Victor Hugo, Delacroix e Berlioz fazem parte integrante e importante da história cultural francesa, e surgem imediatamente após um período por muitos considerado pouco brilhante.
Na verdade, as primeiras décadas do século XIX são das mais “cinzentas” de França.
E para que a mudança acontecesse, muito contribuíram três figuras: Shakespeare, Beethoven e Goethe, amplamente divulgados a partir dos anos 30 desse século. Procuraram-se novas formas de expressão, e ignoraram-se as regras anteriores.
E então, Hugo, Delacroix e Berlioz inspiram-se no Renascimento humanista.
Mudavam-se os tempos.
As reacções não se fizeram esperar.
“Desafio quem quer que seja a citar uma tradição musical gloriosa que o senhor Berlioz tenha respeitado”, escrevia um crítico da época. Mas o compositor nada ligava a estas palavras, confiante na sua “guerra” às convenções. Escandalizando toda a sociedade ao dizer : “Se me agradar, caso com a filha de um carrasco, ou com uma negra”.

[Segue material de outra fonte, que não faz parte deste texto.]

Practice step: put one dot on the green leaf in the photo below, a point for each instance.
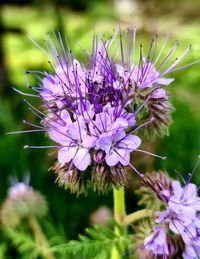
(97, 241)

Quase dois séculos depois, todos estes enormes Vultos são reconhecidos e apreciados.
Génios.
Que ousaram romper o tecido conservador e tradicional até então reinante nas Artes, dando assim à Humanidade um fôlego brilhante de talento.

Talento igualmente demonstrado neste belo post, que este simples comentário espera não desvalorizar.

Obrigado.

Shake Speare

Flying words said...

Este comentário enriquece bem o meu texto :)

Berlioz era, sem dúvida, audaz, quer nas suas leituras e na forma como delas fazia eco nas suas composições, quer nas sua obra musical a quebrar convenções e regras, inclusivé nos seus andamentos então inovadores.

O que é curioso no triângulo Victor Hugo/Delacroix/Berlioz é que parece que nenhum dos primeiros gostava particularmente da música romântica, o que não impediu de admirarem Berlioz e estabelecerem relações de grande cumplicidade e mesmo amizade, a de Hugo e Berlioz mantém-se regular até ao exílio do primeiro.